На последнем Конгрессе советологов директор Гуверовского института революций, гражданских войн и мира, Александр Далин, сын известного меньшевика[156], не лучше завархивом, попал в проработку, отвечая на вопрос, почему проглядел он Горбачева. На том же Конгрессе с докладом о советской экономике выступал сотрудник Центрального Разведывательного Управления, он сообщил, что Михаил Горбачев получил устойчивую экономику. Маршалл Голдман говорит, что ЦРУ завышало наши промышленные успехи, чтобы оправдать расходы на свою деятельность, допущение советолога историки проверят, но участники конгресса, подобно персонажам «Вишневого сада», будто и не слышали. Им было не до нашей экономики, они решали, кто будет нами управлять после Горбачёва. «А как же Горбачев?» – спросил я сидевшего рядом. Он махнул рукой: «Горбачев – это свингмен». Я проверил: жаргон баскетбола, игрок, не имеющий позиции, играет, где потребуется. Тут стали допрашивать Далина, взялись с пристрастием у него добиваться, как мог глава учреждения, где изучают социальные катаклизмы, не предвидеть грядущего краха СССР, и директор Института войн и революций воскликнул тоном нашей без вины виноватой заведующей: «Кто же мог себе представить, что во главе Коммунистической партии окажется пошедший против своей собственной партии?!» Называемое перестройкой было проектом приватным, в интересах узкого круга.
«Россия, пожалуй, более чем какая-либо из великих европейских держав, в течение многих веков была открыта для всепроникающего влияния со стороны своих многочисленных соседей».
Симмонс рассказывал, как, работая над диссертацией об англорусских связях, он вчитывался в дневник нашего посла при дворе королевы Елизаветы I. Российский посланник мог видеть Шекспира! Для Григория Микулина и Виргинио Орсини, легата итальянского, была Шекспиром поставлена «Двенадцатая ночь». «Как же я надеялся, – вздыхал Симмонс, – найти в дневнике имя Шекспира. Но русские ушли со спектакля!» Английские и американские шекспироведы полагали, что Микулину посоветовали не оставаться на представлении будто бы потому, что в комедии содержатся колкие намеки на него. Пригласили и собирались оскорбить? У Симмонса я спросил: ведь в шекспировской комедии на потеху выставлен не русский посол, а дворецкий Мальволио, лицемер и дурак набитый, которого сообразительная и предприимчивая, прикинувшаяся послом, Виола обводит вокруг пальца. Симмонс не возражал: выдуманные объяснения – выходка, характерная для застарелой англосаксонской неприязни к русским. А уход Микулина со спектакля объяснили совместными усилиями Алексеев с Лесли Хотсоном: русский посол со свитой удалился до начала представления, потому что православным было негоже развлекаться в канун светлого праздника, в ночь перед Рождеством. Значит, англичане прием назначили не вовремя? Тоже шла холодная война и наперекор разрядке действовали силы сдерживания. Королева, как любые правители, окружена враждующими между собой придворными, среди них были и русофобы.

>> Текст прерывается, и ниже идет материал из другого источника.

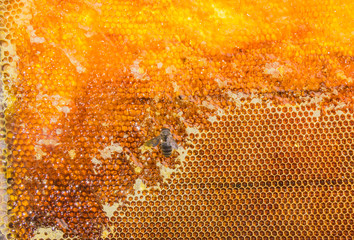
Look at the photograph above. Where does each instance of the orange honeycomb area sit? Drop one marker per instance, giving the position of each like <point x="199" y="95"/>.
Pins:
<point x="257" y="94"/>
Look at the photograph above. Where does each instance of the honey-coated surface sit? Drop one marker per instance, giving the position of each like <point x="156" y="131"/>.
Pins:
<point x="257" y="94"/>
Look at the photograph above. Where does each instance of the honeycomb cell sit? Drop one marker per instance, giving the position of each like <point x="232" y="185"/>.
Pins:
<point x="263" y="120"/>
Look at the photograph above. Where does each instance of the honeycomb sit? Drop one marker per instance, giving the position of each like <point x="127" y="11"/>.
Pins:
<point x="258" y="96"/>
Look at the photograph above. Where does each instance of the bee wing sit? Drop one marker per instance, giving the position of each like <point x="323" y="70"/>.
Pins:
<point x="173" y="142"/>
<point x="153" y="142"/>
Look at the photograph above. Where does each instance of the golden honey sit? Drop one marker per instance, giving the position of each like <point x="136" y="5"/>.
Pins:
<point x="258" y="96"/>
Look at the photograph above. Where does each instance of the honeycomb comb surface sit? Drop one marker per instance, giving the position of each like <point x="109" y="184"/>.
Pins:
<point x="257" y="94"/>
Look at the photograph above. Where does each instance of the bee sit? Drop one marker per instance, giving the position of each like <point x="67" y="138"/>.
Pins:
<point x="166" y="140"/>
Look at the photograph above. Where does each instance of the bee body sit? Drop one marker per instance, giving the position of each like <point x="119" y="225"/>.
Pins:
<point x="166" y="141"/>
<point x="166" y="149"/>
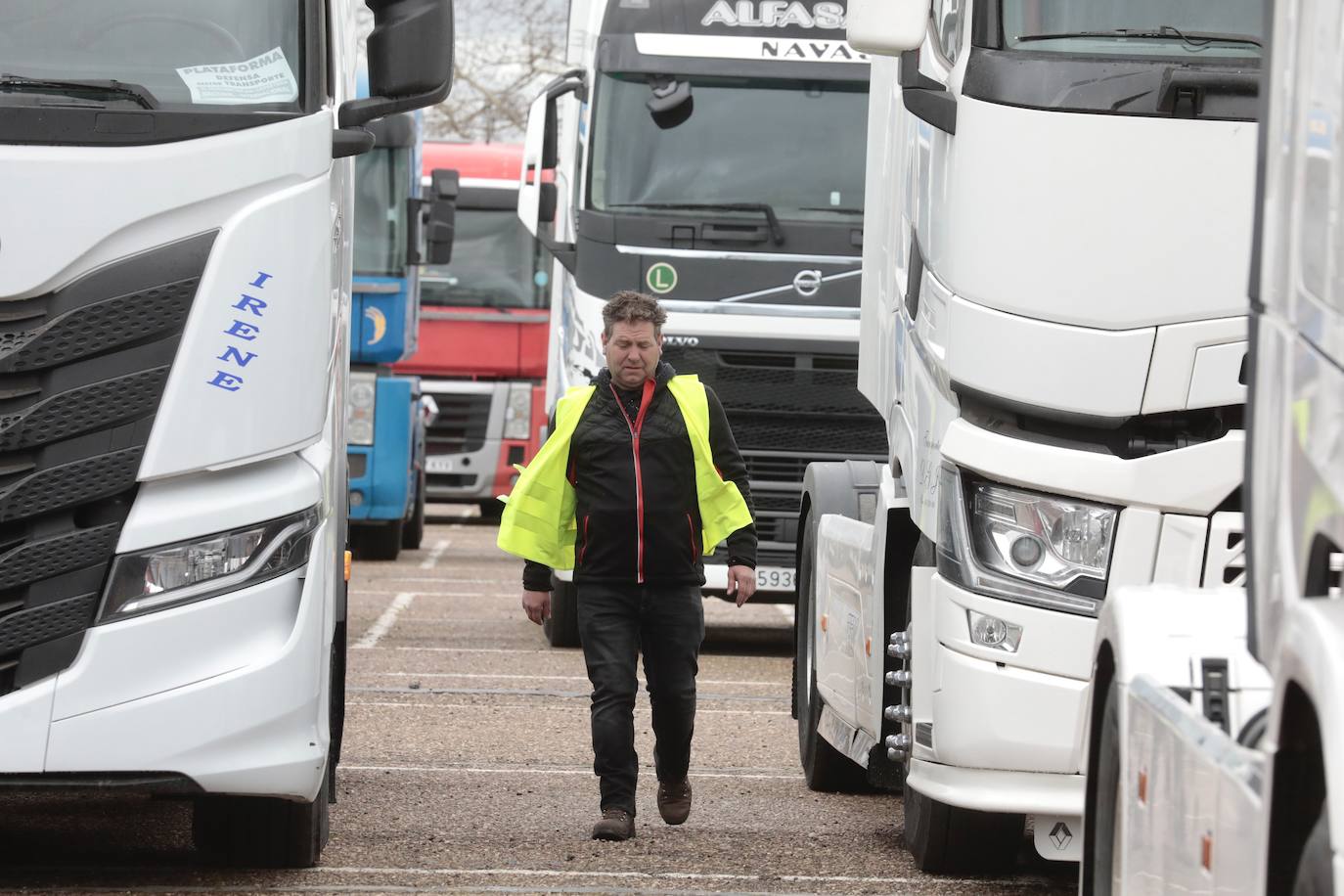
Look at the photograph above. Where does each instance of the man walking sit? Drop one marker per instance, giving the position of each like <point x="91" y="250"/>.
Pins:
<point x="639" y="478"/>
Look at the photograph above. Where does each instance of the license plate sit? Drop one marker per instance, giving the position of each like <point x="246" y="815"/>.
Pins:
<point x="775" y="578"/>
<point x="438" y="465"/>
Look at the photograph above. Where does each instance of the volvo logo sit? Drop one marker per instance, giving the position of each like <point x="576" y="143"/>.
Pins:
<point x="807" y="284"/>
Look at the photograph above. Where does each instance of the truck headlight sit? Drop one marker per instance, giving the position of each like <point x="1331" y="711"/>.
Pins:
<point x="517" y="414"/>
<point x="359" y="409"/>
<point x="189" y="571"/>
<point x="1045" y="550"/>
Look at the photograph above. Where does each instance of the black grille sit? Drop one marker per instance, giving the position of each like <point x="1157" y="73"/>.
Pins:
<point x="452" y="479"/>
<point x="460" y="426"/>
<point x="82" y="371"/>
<point x="786" y="410"/>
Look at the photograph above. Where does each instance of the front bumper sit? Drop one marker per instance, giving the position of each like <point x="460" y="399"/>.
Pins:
<point x="978" y="708"/>
<point x="230" y="694"/>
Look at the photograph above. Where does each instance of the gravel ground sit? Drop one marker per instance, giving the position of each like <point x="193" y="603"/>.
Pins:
<point x="467" y="769"/>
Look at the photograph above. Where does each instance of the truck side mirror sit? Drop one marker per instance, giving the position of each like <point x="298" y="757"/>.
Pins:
<point x="546" y="207"/>
<point x="410" y="60"/>
<point x="887" y="27"/>
<point x="538" y="198"/>
<point x="442" y="216"/>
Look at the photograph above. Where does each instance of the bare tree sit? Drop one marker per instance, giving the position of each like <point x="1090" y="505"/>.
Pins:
<point x="506" y="50"/>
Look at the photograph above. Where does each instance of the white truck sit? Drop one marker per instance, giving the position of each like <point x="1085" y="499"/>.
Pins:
<point x="1217" y="727"/>
<point x="175" y="274"/>
<point x="1053" y="327"/>
<point x="711" y="154"/>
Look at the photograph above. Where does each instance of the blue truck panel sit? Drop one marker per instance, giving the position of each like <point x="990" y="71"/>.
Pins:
<point x="380" y="320"/>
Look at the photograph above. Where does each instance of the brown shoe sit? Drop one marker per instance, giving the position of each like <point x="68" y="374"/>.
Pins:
<point x="615" y="824"/>
<point x="675" y="801"/>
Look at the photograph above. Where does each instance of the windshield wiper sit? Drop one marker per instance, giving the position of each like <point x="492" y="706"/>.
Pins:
<point x="105" y="89"/>
<point x="765" y="208"/>
<point x="1191" y="38"/>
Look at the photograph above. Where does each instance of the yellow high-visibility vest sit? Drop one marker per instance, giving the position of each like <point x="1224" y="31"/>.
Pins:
<point x="539" y="521"/>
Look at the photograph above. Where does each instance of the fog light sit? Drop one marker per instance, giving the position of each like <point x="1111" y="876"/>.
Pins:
<point x="994" y="633"/>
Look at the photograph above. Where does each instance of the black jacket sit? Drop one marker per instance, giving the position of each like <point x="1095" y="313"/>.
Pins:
<point x="637" y="512"/>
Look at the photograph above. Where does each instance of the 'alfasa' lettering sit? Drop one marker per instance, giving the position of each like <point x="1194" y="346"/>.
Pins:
<point x="237" y="359"/>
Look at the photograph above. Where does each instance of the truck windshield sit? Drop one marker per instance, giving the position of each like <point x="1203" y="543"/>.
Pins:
<point x="796" y="147"/>
<point x="495" y="265"/>
<point x="381" y="186"/>
<point x="1186" y="28"/>
<point x="190" y="55"/>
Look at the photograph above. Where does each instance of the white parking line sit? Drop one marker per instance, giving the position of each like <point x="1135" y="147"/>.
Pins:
<point x="386" y="621"/>
<point x="653" y="876"/>
<point x="435" y="553"/>
<point x="439" y="579"/>
<point x="516" y="677"/>
<point x="517" y="770"/>
<point x="478" y="649"/>
<point x="495" y="707"/>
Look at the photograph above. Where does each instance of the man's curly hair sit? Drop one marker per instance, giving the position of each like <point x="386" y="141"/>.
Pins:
<point x="629" y="306"/>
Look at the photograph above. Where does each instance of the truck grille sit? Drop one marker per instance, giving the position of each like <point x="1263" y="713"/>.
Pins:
<point x="786" y="410"/>
<point x="1225" y="563"/>
<point x="461" y="424"/>
<point x="802" y="403"/>
<point x="82" y="371"/>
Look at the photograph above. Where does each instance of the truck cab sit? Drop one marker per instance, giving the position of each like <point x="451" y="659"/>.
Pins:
<point x="484" y="324"/>
<point x="711" y="155"/>
<point x="1217" y="727"/>
<point x="175" y="267"/>
<point x="1053" y="331"/>
<point x="395" y="233"/>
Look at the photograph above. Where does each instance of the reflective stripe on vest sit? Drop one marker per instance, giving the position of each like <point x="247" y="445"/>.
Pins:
<point x="539" y="521"/>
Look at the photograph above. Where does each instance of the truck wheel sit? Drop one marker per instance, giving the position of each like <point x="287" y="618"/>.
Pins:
<point x="562" y="629"/>
<point x="946" y="840"/>
<point x="262" y="831"/>
<point x="1315" y="876"/>
<point x="824" y="767"/>
<point x="380" y="542"/>
<point x="1100" y="844"/>
<point x="413" y="532"/>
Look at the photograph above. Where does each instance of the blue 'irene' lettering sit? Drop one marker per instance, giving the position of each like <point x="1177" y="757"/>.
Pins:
<point x="244" y="331"/>
<point x="250" y="304"/>
<point x="237" y="357"/>
<point x="227" y="381"/>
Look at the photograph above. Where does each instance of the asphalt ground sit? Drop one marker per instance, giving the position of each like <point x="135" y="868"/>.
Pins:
<point x="467" y="769"/>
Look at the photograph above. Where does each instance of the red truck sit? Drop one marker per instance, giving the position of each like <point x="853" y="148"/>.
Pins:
<point x="484" y="334"/>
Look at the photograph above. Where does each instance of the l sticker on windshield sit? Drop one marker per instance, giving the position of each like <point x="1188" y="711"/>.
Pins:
<point x="265" y="78"/>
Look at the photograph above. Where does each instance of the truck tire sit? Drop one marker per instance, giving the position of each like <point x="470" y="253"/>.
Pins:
<point x="946" y="840"/>
<point x="414" y="529"/>
<point x="562" y="629"/>
<point x="380" y="542"/>
<point x="824" y="767"/>
<point x="262" y="831"/>
<point x="1315" y="876"/>
<point x="1099" y="844"/>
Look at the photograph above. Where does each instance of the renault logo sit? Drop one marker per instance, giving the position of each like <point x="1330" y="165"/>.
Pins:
<point x="807" y="283"/>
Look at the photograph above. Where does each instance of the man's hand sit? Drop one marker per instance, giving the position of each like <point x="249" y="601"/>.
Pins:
<point x="740" y="583"/>
<point x="536" y="605"/>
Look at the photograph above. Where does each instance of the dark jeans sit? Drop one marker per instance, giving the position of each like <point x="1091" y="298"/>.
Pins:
<point x="667" y="625"/>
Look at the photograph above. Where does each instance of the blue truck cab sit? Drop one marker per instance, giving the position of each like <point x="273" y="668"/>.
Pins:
<point x="395" y="231"/>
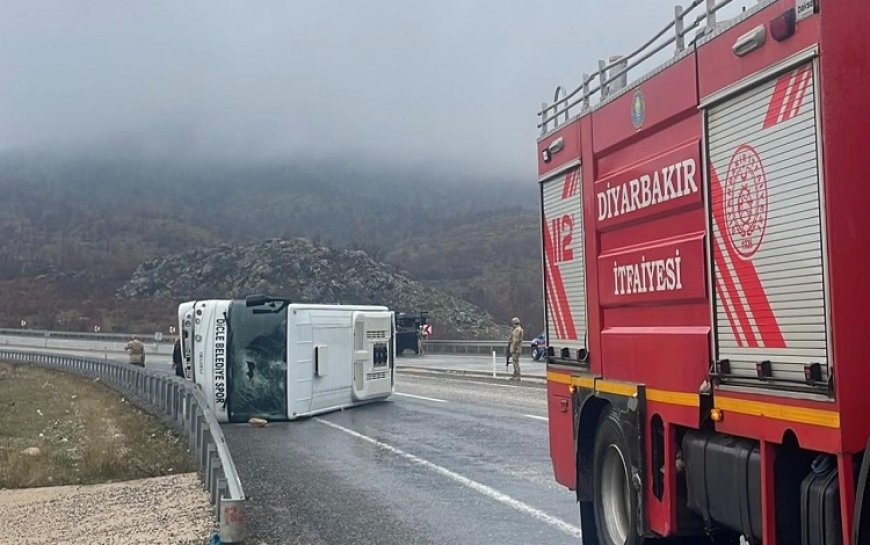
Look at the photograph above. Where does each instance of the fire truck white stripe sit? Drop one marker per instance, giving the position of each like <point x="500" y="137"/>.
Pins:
<point x="552" y="303"/>
<point x="737" y="325"/>
<point x="492" y="493"/>
<point x="741" y="292"/>
<point x="730" y="315"/>
<point x="786" y="100"/>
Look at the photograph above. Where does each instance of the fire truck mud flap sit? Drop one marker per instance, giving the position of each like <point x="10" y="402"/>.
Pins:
<point x="625" y="405"/>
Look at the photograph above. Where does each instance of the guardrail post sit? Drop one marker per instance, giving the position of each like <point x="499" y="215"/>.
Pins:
<point x="232" y="521"/>
<point x="711" y="13"/>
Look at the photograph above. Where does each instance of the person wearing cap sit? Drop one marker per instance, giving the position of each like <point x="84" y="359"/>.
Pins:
<point x="137" y="352"/>
<point x="516" y="346"/>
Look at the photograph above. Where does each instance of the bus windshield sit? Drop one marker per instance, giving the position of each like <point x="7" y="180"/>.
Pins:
<point x="257" y="362"/>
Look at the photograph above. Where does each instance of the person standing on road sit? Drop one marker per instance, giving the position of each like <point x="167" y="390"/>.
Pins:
<point x="516" y="346"/>
<point x="176" y="358"/>
<point x="137" y="352"/>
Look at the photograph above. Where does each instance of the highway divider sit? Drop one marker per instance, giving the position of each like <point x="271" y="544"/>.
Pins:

А Шекспир? С приходом к власти короля Джеймса Стюарта его труппа приблизится ко двору, король будет Шекспиру благоволить, а когда в России начнется смута, Джеймсу, ради наведения порядка, будет предложено занять Московский престол. Историкам ещё предстоит разобраться в противоборствах и кознях Смутного времени, а шекспироведам – в театральной обстановке при дворе шекспировской поры. Во всяком случае Шекспир в политике оставался государственником и, очевидно, связь с Россией считал выгодной для своей страны. Семь раз у него в пьесах упоминаются московиты, иногда иронически, но без неприязни. Всё больше наших соотечественников появлялось в Лондоне, открытие Московии деловые англичане приравнивали к освоению Америки. Из России в Англию «по балтическим волнам» шел вывоз леса и сала. Как предмет российского экспорта Шекспир упоминает черную икру, «закуску для генералов», которую он сделал метафорой образцовой пьесы («Гамлет», II, 2, 441). Английские купцы добились запрещения антироссийского сочинения Джайлса Флетчера «О Московии», не желая из-за книги портить наладившейся негоции. Российские постсоветские историки, поддаваясь патриотическому чувству, третируют как «книжонку» скопище разнообразных сведений, доклад английского дипломата в триста страниц убористого текста, какого в самой России не составили. Так ли надо обращаться с источниками, даже если они анти? Флетчер был озлоблен и пристрастен, почему-то считая, будто православная Россия клонится к папизму, но любознательностью и острым глазом обладал. Шекспиру книга Флетчера могла быть известна ещё в рукописи: автор книги – дядя Джона Флетчера, драматурга, с которым Шекспир сотрудничал. Особенности социального положения Шекспира в елизаветинском обществе до сих по не выяснены достаточно определенно, а положение было переменчивым, промежуточным, что вообще характерно для людей «свободных профессий», так называемой творческой богемы. Шекспир, по свидетельству современника, совратить себя не дал, не распутничал, но среди распутных вращался, однако некоторых его связей, как сыск, предпочитают не касаться, не рассматривают особенно пристально бисексуальных отношений с женщинами и мужчинами. Шекспир – промышленность, общедоступный облик величайшего писателя должен выглядеть приемлемо для самых разных его соотечественников. По крайней мере установлено, что он читал ещё неопубликованное и ходившее в определенных кругах по рукам, куда, стало быть, он имел доступ.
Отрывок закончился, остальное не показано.